JL: Qual a ideia inicial do filme?
Diogo Varela Silva: Já há muito tempo queria fazer um filme que retratasse a importância das coletividades. Era onde se agregava a malta mais nova e davam-lhe hipóteses de fazer coisas. Havia o desporto e o fado. Era algo muito vivido que estava a desaparecer. A premissa do filme era essa. Com o passar do tempo começou a ver-se a gentrificação de Alfama, com os locais a serem corridos dali, a tornar-se uma meca do airbnb e a ficar cheio de turistada.
E depois veio a pandemia…
E o bairro ficou vazio. Assustador. Tiras dali os turistas e aquilo é uma aldeia abandonada. Achei quer era o momento ideal para mostra as mudanças.
No que se irá transformar Alfama?
O bairro e o bairrismo como o conhecíamos acabou ou está em vias de extinção. No que se vai transformar, que caminhos vai tomar, é o que quis perceber . Mas acabei por não chegar a nenhuma conclusão…
Pelo caminho revelas um passado em que se fala, por exemplo, do calão dos bairros…
O badão cali, que é uma coisa em vias de extinção. Em Alfama ainda se encontram os putos a falar, mas na Mouraria está perdido. A Mouraria deve ser o bairro mais multicultural da cidade, estão mais de 70 nacionalidades ali representadas. Um pote enorme de mistura, mas o bairro ainda é vivido. Em Alfama já não é assim, está virado para o turismo, muito arranjadinho.

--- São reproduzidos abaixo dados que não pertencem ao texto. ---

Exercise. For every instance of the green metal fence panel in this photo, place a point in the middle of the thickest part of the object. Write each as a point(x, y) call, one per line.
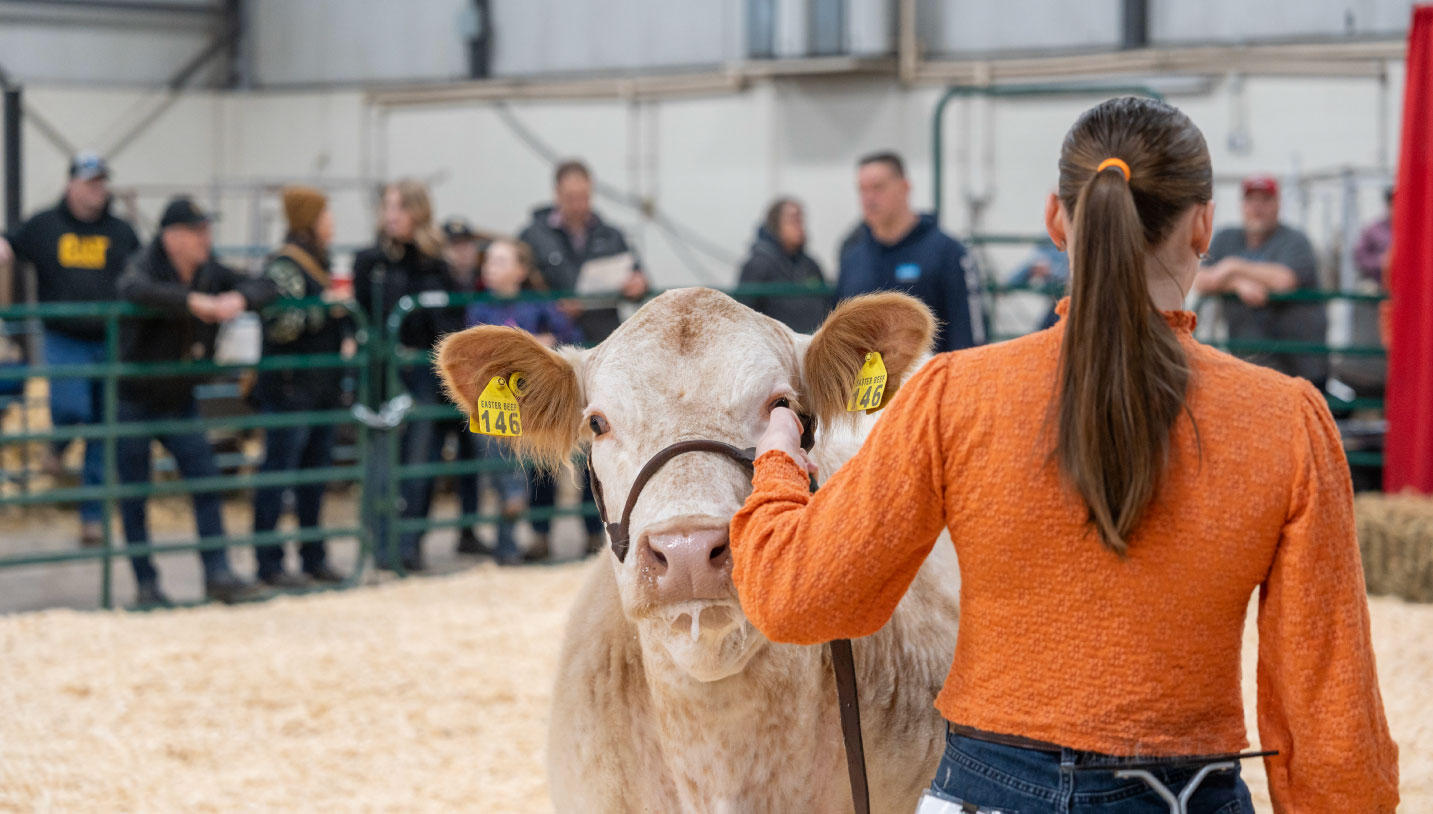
point(109, 430)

Tu também és de algum desses bairros?
Eu sou do Campo Santana, mas vivi intensamente Alfama, porque a minha avó [Celeste Rodrigues, irmã de Amália Rodrigues] cantava ali. Lembro-me de ir com ela para o Embuçado e depois para a Parreirinha, da Argentina Santos. Dou-me bem com as pessoa do bairro. E também com os da Mouraria, porque ganhei o carinho deles quando fiz o filme sobre o Fernando Maurício. Seria impossível fazer este filme assim sem esses laços.
Há esperança nas coletividades?
Estas três em que me foquei continuam muito ativas e com uma ligação próxima dos bairros em que estão inseridas. Mas durante a pandemia acabou a dos Vendedores de Jornais da Madragoa. É pena. Por exemplo, o Camané ganhou a grande noite do fado a representá-los. Mesmo a nível político estas coletividades tiveram um papel importante, era um reduto onde a malta de esquerda se podia reunir longe de olhares pidescos. A maior parte delas mantém-se agarrada à cena das marchas. Deveriam, no entanto, ter uma relevância maior do que a marchinha de Santo António.
E então…
Vão acontecer mudanças. Têm que integrar quem chega. Na Mouraria isso já vai acontecendo. Em Alfama é mais difícil porque aquilo está muito agarrado às questões imobiliárias.